Bunun sebeplerinden biri bu yaştaki çocukların beyinlerinin henüz ekrandaki iki boyutlu görüntüleri tam olarak canlandırıp yorumlayabilecek bir üç boyutlu nörolojik ağa sahip olmaması olduğu belirtiliyor. Bunun yanı sıra ekranlarda hızla değişen görüntülerin çocukların odaklanma ve bir şeye konsantre olma yetenekleri geliştirmesine engel olduğu söyleniyor.
İşin aslı şu ki bu yaştaki çocuklar çevrelerindeki dünyayı dolaşarak, dokunarak, tadarak, koklayarak keşfediyorlar ve bu şekilde öğreniyorlar. Bunları yapmak yerine parlak bir dikdörtgene uzun süreler boyunca bakmanın doğal gelişimi yavaşlattığı iddia ediliyor.
Teknolojiden Tamamen Uzak Kalmak mı Gerek?
Teknolojinin her yanımızı sardığı, herkesin her an akıllı telefon, bilgisayar ve tablet kullandığı, oyun konsollarında oyun oynadığı bir dünyada çocukları bunlardan tamamen uzak tutmanın da çocukların sosyolojik gelişimine olumsuz etki edeceğini tahmin etmek için uzman olmaya gerek yok. Her ne kadar olumsuz etkileri olsa da bu ekranlar hayatımızın bir gerçeği ve bundan sonra da hayatımızın her anında olmaya devam edecek.
İşte bu nedenle çocuk gelişimi uzmanları da teknolojiyle bağın tamamen koparılması yönünde tavsiyelerde bulunmuyor. Önemli olan konu ekran karşısında ne kadar vakit geçirildiği. 2 yaşın üzerindeki çocukların beyni artık iki boyutlu ekranlardaki görüntüleri yorumlayabilecek seviyeye geldiği için teknolojiyle tanışmak için uygun zaman gelmiş demek oluyor.

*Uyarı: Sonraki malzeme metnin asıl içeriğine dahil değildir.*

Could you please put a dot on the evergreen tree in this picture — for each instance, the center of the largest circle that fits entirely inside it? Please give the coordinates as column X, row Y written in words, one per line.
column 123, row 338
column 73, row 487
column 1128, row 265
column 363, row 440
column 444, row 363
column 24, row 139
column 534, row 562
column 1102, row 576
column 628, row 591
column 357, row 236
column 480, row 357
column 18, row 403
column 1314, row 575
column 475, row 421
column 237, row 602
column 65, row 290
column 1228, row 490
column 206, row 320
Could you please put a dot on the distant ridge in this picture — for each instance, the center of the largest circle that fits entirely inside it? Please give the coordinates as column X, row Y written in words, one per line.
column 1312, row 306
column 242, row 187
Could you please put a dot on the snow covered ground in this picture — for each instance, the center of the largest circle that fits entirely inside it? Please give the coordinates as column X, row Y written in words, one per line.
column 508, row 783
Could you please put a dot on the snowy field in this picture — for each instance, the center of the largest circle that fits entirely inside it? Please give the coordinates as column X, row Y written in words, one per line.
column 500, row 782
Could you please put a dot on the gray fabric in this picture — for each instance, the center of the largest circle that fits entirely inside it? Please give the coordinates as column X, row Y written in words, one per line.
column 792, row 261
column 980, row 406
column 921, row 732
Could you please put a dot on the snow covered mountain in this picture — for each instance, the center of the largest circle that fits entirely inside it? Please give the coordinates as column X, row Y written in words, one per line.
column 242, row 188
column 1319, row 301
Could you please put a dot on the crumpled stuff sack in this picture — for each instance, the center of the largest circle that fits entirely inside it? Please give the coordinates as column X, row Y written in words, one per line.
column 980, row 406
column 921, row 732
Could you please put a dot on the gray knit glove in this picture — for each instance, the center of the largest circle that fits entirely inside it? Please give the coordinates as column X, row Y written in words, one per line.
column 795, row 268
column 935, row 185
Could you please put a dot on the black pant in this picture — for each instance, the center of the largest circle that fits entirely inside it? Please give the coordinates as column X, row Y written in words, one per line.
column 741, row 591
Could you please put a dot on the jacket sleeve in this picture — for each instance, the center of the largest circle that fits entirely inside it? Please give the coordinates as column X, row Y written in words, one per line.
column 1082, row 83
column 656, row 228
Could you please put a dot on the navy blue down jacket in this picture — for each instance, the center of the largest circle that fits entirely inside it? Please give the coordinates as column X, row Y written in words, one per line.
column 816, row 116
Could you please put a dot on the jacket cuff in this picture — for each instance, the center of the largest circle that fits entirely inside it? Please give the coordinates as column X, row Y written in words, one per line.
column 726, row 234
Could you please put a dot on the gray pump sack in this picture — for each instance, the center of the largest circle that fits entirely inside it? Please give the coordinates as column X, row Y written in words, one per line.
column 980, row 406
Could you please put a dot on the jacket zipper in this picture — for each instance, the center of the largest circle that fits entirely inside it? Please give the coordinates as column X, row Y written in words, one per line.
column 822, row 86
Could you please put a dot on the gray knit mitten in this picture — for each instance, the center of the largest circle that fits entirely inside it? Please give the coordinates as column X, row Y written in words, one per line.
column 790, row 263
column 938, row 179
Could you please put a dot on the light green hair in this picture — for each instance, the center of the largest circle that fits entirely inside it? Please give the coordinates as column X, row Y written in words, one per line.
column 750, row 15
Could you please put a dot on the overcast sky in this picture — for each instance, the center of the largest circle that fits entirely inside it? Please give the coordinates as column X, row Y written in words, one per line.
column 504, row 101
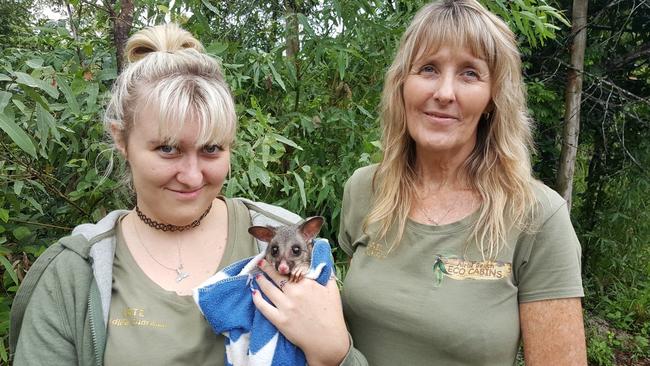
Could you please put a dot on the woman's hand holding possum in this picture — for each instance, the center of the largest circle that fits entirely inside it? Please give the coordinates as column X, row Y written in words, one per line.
column 308, row 314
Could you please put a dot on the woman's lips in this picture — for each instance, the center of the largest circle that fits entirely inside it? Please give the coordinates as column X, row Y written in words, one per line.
column 187, row 193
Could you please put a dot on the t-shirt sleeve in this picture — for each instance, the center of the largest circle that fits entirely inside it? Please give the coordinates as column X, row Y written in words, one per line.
column 549, row 260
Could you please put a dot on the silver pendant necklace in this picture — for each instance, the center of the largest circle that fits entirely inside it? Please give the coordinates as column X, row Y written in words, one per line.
column 180, row 274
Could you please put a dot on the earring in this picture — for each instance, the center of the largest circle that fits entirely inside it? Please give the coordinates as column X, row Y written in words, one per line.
column 487, row 116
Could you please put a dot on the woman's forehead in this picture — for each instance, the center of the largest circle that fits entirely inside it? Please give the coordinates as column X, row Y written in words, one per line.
column 457, row 51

Yapılan bazı araştırmalar eğitim için hazırlanmış kaliteli programların veya uygulamaların 2 yaş üzerindeki çocukların yeni şeyler öğrenmesi için iyi bir destek olduğunu ortaya koyuyor. Ancak dediğimiz gibi burada bunlarla geçirilen süre ve içeriklerin kalitesi büyük önem taşıyor. Kaliteli içerikler olumlu etki yapabilirken, faydasız içeriklerle uzun süreler geçirmenin dikkat eksikliği başta olmak üzere bazı davranış bozukluklarına yol açabileceği konusunda da uyarılar yapılıyor.
Sınırları Siz Koyun
AAP tarafından yapılan araştırmada ekran başında geçirilecek süre konusunda 2 yaş altı ve 2 yaş üstü için farklı sonuçlara ulaşılmış. Araştırmada 2 yaş altındakilerin özellikle TV karşısında hiç vakit geçirmemesi gerektiği söyleniyor. Ancak burada küçük bir istisna var. Uzmanlar Skype, FaceTime gibi görüntülü görüşme uygulamalarının bu yaşlarda da kullanılabileceğini belirtiyor. Ekran karşısında geçirilen sürenin en olumsuz etkisi olarak insan etkileşimini azaltması ve sosyal iletişim yeteneklerini kısıtlaması olarak gösterildiği için insanlar arasında etkileşim sunan bu tip uygulamaların zararlı olmadığı görüşünde birleşilmiş.
2 yaşından büyük çocuklar için ise AAP'nin önerisi belli sınırlar koymak yönünde. Örneğin her gün çocuklara 1 ya da 2 saatlik TV, tablet, telefon ya da bilgisayar kullanımı izni verilmesinin, içerikler kontrol altında tutulduğunda faydalı olabileceği belirtiliyor. Çocukların yemek ve yatma saatlerinde medya cihazlarının kullanılması ise tavsiye edilmiyor. Anlayacağınız üzere çocukları ekranlardan uzak tutmalı mıyız sorusunun cevabı kesin evet ya da hayır değil. Önemli olan dozu ayarlamak.